Microscopic description of heavy ion collisions around the barrier

TL;DR

This paper employs time-dependent Hartree-Fock theory with Skyrme functional to model heavy ion collisions, accurately predicting fusion barriers and exploring phenomena like transfer, fusion hindrance, and ultra-strong electric fields in uranium collisions.

Contribution

It provides a comprehensive microscopic mean-field analysis of heavy ion collisions, including new insights into collision times and electric field effects in superheavy systems.

Findings

Good agreement with experimental fusion barrier data

Overestimation of 16O+208Pb excitation function above barrier

Maximum collision times in 238U+238U at 1000-1300 MeV

Abstract

A microscopic mean-field description of heavy ion collisions is performed in the framework of the time dependent Hartree-Fock theory using a Skyrme energy density functional.
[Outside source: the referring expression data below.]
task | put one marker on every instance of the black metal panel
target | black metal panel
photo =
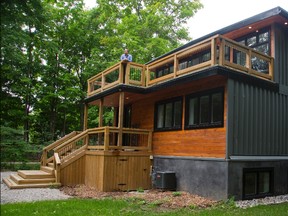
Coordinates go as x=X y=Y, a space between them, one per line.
x=281 y=55
x=257 y=120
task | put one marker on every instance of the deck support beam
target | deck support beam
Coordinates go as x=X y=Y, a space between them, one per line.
x=85 y=117
x=120 y=116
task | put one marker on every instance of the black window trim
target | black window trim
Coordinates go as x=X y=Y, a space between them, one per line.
x=257 y=171
x=261 y=31
x=173 y=100
x=198 y=95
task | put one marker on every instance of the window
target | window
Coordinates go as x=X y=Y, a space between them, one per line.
x=257 y=182
x=205 y=109
x=168 y=115
x=167 y=69
x=259 y=41
x=195 y=59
A good agreement with experiments is obtained on the position of the fusion barriers for various total masses and mass asymmetries. The excitation function of the 16O+208Pb is overestimated by about 16% above the barrier. Transfer below the barrier is studied in 16O+208Pb central collisions. Heavier systems are considered to study their fusion hindrance. We also compute collision times of the 238U+238U system. The latter has been used to produce super strong electric fields and to test non perturbative quantum electrodynamics theory. Indeed, if the life time of such giant system is of the order of few 10^-21 s, its electric field should induce spontaneous electron-positron pair emissions from vacuum. In our calculations, highest collision times are reached in the 238U+238U reaction for center of mass energies between 1000 and 1300 MeV.